What we know: WHO declares global emergency over Zika virus

What we know: WHO declares global emergency over Zika virus
In this Wednesday, Jan. 27, 2016 photo, Aedes aegypti mosquitoes sit in a petri dish at the Fiocruz institute in Recife, Pernambuco state, Brazil. The mosquito is a vector for the proliferation of the Zika virus spreading throughout Latin America. New figures from Brazil's Health Ministry show that the Zika virus outbreak has not caused as many confirmed cases of a rare brain defect as first feared. (AP Photo/Felipe Dana)

The World Health Organization has declared a global emergency over the rapidly spreading Zika virus, which has been linked to birth defects in the Americas, saying it is an "extraordinary event" that poses a threat to the rest of the world. Here is what we know about the mosquito-borne virus:


Monday's declaration was made after an emergency meeting of independent experts called in response to a spike in babies born with and abnormally small heads in Brazil since the virus was first found there last year. Officials in French Polynesia also documented a connection between Zika and neurological complications when the virus was spreading there two years ago, at the same time as dengue fever.
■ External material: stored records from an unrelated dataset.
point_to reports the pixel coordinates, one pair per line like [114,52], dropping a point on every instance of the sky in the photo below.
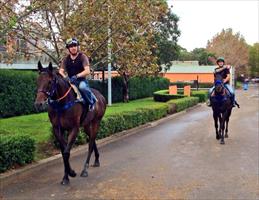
[200,20]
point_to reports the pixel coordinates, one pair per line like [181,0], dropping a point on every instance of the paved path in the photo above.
[179,159]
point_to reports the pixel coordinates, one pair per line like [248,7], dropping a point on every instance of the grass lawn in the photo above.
[39,127]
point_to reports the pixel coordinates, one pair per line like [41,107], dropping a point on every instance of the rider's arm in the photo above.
[222,68]
[227,78]
[62,70]
[86,65]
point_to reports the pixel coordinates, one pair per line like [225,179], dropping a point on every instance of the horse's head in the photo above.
[219,86]
[45,86]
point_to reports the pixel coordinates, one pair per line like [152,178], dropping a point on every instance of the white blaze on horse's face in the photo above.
[43,86]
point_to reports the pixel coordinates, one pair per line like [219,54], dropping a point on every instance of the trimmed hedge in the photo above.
[128,120]
[139,87]
[163,96]
[16,149]
[17,90]
[201,94]
[193,84]
[19,149]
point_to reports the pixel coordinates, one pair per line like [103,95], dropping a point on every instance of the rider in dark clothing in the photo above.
[76,66]
[223,70]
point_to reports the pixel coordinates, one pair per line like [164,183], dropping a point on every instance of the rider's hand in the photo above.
[73,79]
[228,66]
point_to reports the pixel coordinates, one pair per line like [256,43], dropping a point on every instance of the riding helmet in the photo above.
[71,42]
[221,59]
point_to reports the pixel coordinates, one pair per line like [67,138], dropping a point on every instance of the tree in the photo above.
[254,60]
[202,56]
[132,24]
[166,38]
[185,55]
[232,47]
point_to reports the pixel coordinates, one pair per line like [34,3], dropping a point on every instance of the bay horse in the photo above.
[67,114]
[222,107]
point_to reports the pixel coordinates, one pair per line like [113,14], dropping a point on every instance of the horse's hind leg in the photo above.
[227,120]
[226,131]
[222,127]
[215,116]
[96,162]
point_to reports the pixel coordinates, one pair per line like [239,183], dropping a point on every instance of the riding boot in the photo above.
[233,100]
[208,102]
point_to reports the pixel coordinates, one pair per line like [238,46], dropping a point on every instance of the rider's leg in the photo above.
[231,91]
[89,96]
[209,95]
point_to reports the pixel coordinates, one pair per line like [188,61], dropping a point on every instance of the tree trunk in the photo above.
[125,88]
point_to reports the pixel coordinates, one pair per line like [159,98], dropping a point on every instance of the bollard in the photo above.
[173,89]
[187,90]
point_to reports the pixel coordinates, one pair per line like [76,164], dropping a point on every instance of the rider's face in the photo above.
[73,50]
[220,63]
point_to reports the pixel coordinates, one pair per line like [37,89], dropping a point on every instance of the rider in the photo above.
[223,70]
[75,66]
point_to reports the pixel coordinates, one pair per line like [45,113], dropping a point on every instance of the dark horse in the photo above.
[222,108]
[67,114]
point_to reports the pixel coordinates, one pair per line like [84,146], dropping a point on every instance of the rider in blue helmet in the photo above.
[76,66]
[224,71]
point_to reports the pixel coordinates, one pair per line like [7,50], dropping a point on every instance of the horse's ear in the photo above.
[40,66]
[50,66]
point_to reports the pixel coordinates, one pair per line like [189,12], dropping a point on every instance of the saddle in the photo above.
[79,96]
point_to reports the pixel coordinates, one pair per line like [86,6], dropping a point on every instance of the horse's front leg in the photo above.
[59,134]
[91,130]
[66,155]
[215,116]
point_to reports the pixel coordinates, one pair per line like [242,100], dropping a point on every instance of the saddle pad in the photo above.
[78,94]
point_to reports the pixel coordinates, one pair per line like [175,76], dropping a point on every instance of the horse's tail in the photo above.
[237,104]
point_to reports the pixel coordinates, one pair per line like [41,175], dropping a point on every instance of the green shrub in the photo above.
[163,96]
[180,84]
[139,87]
[201,94]
[17,92]
[123,121]
[17,149]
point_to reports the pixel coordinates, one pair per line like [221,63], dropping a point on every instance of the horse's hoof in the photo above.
[65,182]
[84,173]
[96,164]
[72,173]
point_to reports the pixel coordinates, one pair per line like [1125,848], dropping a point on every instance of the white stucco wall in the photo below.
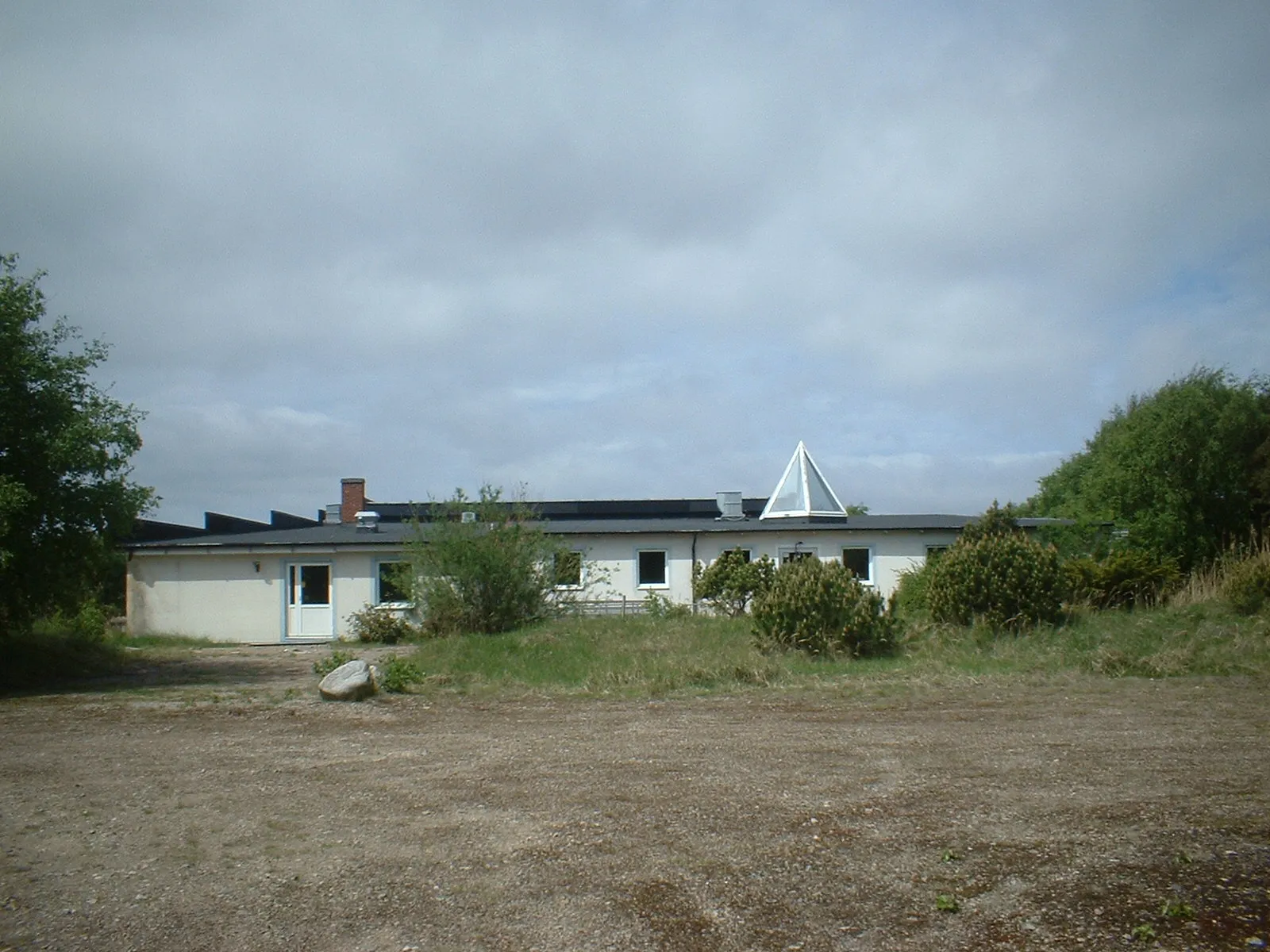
[610,560]
[225,597]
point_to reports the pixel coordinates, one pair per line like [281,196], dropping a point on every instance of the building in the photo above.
[298,581]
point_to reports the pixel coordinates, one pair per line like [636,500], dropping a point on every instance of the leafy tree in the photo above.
[732,582]
[1181,473]
[65,463]
[489,574]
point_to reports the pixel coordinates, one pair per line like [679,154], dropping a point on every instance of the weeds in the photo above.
[397,674]
[325,666]
[946,903]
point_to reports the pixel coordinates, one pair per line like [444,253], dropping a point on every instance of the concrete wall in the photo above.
[225,597]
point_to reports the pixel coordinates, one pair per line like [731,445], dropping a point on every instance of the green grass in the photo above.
[654,657]
[1159,643]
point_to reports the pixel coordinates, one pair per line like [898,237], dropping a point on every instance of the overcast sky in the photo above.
[637,249]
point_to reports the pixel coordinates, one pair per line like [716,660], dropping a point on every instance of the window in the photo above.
[651,568]
[856,559]
[797,555]
[568,570]
[310,585]
[393,584]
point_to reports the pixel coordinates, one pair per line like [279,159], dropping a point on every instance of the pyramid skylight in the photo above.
[803,490]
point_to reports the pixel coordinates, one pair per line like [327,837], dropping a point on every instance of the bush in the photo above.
[397,674]
[381,625]
[823,609]
[912,594]
[1248,584]
[1122,579]
[997,577]
[732,582]
[660,607]
[487,575]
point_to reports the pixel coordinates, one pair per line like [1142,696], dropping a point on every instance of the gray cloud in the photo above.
[637,248]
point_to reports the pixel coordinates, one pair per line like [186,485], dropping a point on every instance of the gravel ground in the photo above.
[222,806]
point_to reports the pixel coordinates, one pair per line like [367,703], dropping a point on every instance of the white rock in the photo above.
[349,682]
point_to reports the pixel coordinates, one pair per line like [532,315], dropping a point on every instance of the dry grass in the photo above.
[1206,584]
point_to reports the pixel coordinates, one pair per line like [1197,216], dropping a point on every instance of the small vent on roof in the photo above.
[729,505]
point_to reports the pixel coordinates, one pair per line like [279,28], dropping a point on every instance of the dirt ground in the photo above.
[222,806]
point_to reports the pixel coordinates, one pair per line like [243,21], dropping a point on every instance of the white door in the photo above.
[309,609]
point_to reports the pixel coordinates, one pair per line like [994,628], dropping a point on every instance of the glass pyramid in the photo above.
[803,490]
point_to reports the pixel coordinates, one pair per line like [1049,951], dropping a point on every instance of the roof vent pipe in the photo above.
[729,505]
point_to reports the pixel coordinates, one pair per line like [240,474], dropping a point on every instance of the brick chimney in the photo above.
[352,499]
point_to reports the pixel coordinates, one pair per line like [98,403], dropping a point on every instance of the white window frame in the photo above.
[582,570]
[666,570]
[379,594]
[804,551]
[869,551]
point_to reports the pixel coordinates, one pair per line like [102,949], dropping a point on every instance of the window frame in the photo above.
[784,552]
[868,550]
[666,570]
[379,583]
[582,570]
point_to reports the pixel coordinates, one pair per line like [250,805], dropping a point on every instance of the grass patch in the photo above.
[643,657]
[1160,643]
[52,655]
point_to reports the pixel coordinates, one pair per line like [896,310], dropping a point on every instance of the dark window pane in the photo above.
[857,562]
[652,568]
[568,569]
[315,584]
[393,585]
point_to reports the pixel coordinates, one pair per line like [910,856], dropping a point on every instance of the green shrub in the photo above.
[997,577]
[1122,579]
[823,609]
[380,625]
[1248,584]
[912,594]
[660,607]
[487,575]
[397,674]
[732,582]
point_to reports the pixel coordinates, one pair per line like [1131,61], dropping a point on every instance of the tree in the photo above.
[732,581]
[65,461]
[488,573]
[1183,473]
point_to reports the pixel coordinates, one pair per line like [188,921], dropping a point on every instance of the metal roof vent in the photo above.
[729,505]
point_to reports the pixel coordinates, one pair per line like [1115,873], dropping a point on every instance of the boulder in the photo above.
[353,681]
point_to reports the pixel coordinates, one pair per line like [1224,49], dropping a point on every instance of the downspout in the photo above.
[692,574]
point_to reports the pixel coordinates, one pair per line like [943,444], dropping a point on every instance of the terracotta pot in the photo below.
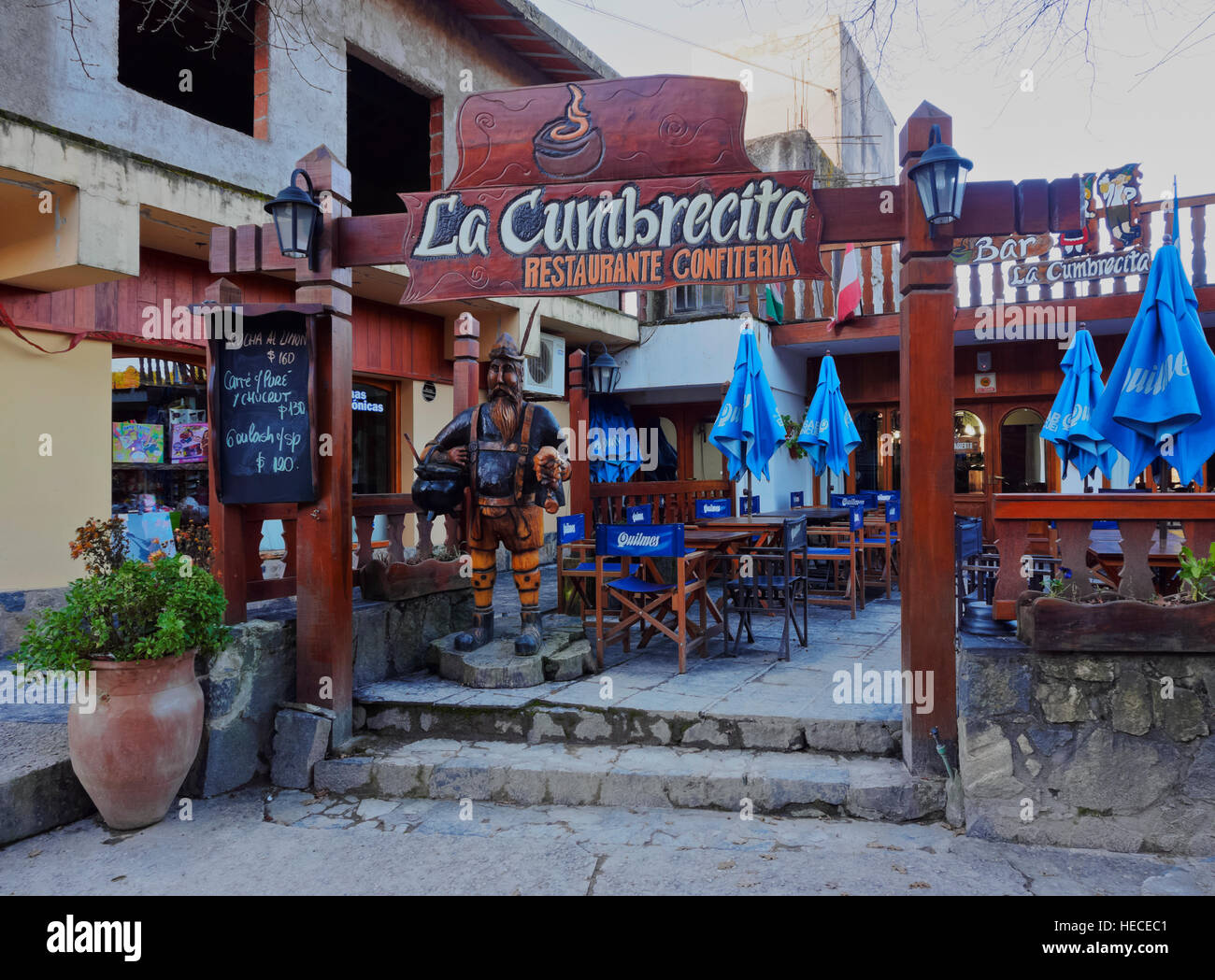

The U.N. agency took the rare step despite a lack of definitive evidence proving the virus is causing the surge in the condition, known as microcephaly. Such an emergency declaration usually triggers increased funding and research into possible treatments and vaccines. There is currently no known treatment or vaccine for the Zika virus, which WHO estimates could infect up to 4 million people in the Americas over the next year.


Zika was first identified in 1947 in Uganda but until last year, it wasn't believed to cause any serious effects; about 80 percent of infected people never experience symptoms.